The analysis captures some key stylised features of lending relations:
· First, firms need external finance, which they obtain from banks.
· Second, the interaction between banks and firms is characterised by ”asymmetric information”. Banks therefore charge higher lending spreads when firms are riskier – that is, when they have higher leverage.
The researchers use the model to address two key normative questions:
· Should financial market conditions matter per se for policy – or should they only be taken into account to the extent that they affect output and inflation?
· Does an increase in credit spreads of the magnitude observed at the peak of the 2007-09 financial crisis warrant a decisive easing of the monetary policy stance?

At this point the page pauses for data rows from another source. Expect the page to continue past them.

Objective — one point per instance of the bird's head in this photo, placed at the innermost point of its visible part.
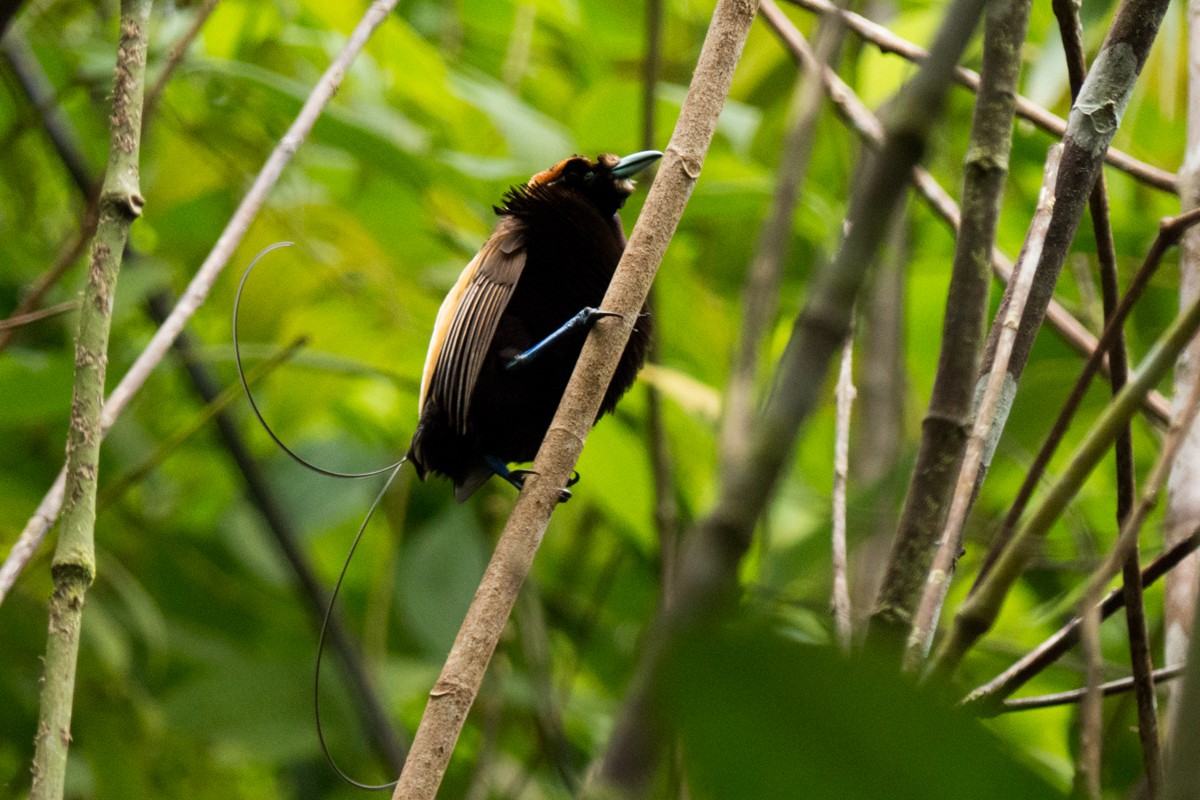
(607, 181)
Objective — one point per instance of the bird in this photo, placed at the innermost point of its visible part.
(511, 329)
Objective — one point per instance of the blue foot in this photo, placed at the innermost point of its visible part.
(581, 322)
(517, 476)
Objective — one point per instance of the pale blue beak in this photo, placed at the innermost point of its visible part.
(634, 163)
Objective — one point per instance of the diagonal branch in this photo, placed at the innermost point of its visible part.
(456, 687)
(1026, 108)
(75, 560)
(1091, 710)
(202, 283)
(981, 609)
(943, 439)
(985, 699)
(708, 572)
(993, 386)
(867, 126)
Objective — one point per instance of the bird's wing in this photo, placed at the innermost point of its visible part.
(467, 322)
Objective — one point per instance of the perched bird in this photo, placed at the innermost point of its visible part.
(511, 329)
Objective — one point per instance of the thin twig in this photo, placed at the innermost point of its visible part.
(455, 690)
(73, 567)
(202, 283)
(1072, 34)
(43, 96)
(863, 121)
(1075, 695)
(979, 443)
(985, 699)
(18, 320)
(1091, 709)
(1169, 233)
(666, 509)
(760, 298)
(981, 609)
(373, 716)
(1182, 511)
(708, 572)
(845, 400)
(175, 56)
(888, 42)
(910, 597)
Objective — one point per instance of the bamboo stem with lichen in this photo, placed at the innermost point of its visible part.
(75, 560)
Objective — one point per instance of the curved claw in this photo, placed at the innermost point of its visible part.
(517, 477)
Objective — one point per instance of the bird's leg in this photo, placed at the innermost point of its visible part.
(581, 322)
(517, 476)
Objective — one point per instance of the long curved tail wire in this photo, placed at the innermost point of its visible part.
(333, 599)
(324, 627)
(250, 396)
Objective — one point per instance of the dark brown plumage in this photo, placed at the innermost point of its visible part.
(551, 257)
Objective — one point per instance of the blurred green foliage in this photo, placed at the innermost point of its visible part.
(197, 650)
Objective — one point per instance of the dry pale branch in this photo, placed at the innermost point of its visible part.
(202, 283)
(456, 687)
(869, 127)
(1026, 108)
(981, 441)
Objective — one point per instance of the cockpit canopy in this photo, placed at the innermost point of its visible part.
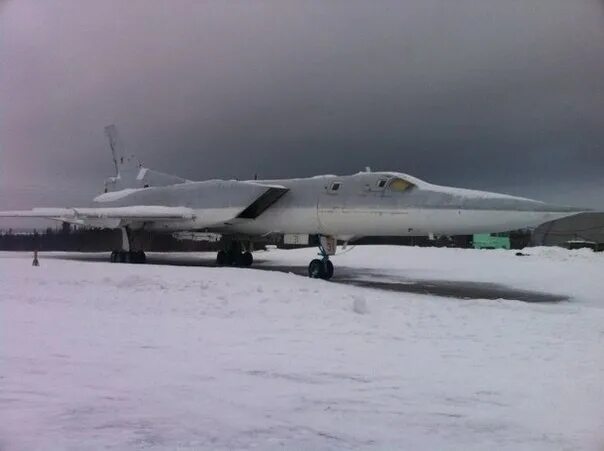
(399, 185)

The answer to the first question is that financial market conditions matter both for their repercussions for the wider economy and on their own account:
· On the one hand, higher credit spreads lead to an increase in lending rates and thus in the marginal cost of credit for firms. This increase is passed on to final prices and, as a result, it reduces demand and depresses output.
· On the other hand, a higher volatility of credit spreads is also undesirable on its own account because it produces an arbitrary redistribution of resources between lenders and borrowers.
The answer to the second question is that in reaction to a negative financial shock that leads to a sizeable increase in credit spreads – as experienced during the 2007-09 financial crisis – a sharp cut in policy interest rates is warranted.
The policy easing offsets the increase in mark-ups that firms implement to cope with the higher cost of credit and prevents a sharper fall in consumption and aggregate demand.
”Optimal Monetary Policy in a Model of the Credit Channel” by Fiorella De Fiore and Oreste Tristani is published in the September 2013 issue of the Economic Journal. Fiorella De Fiore is currently Adviser in the Financial Research Division of the Directorate General Research at the European Central Bank in Frankfurt. Oreste Tristani is currently Senior Adviser in the Directorate General Research at the European Central Bank in Frankfurt.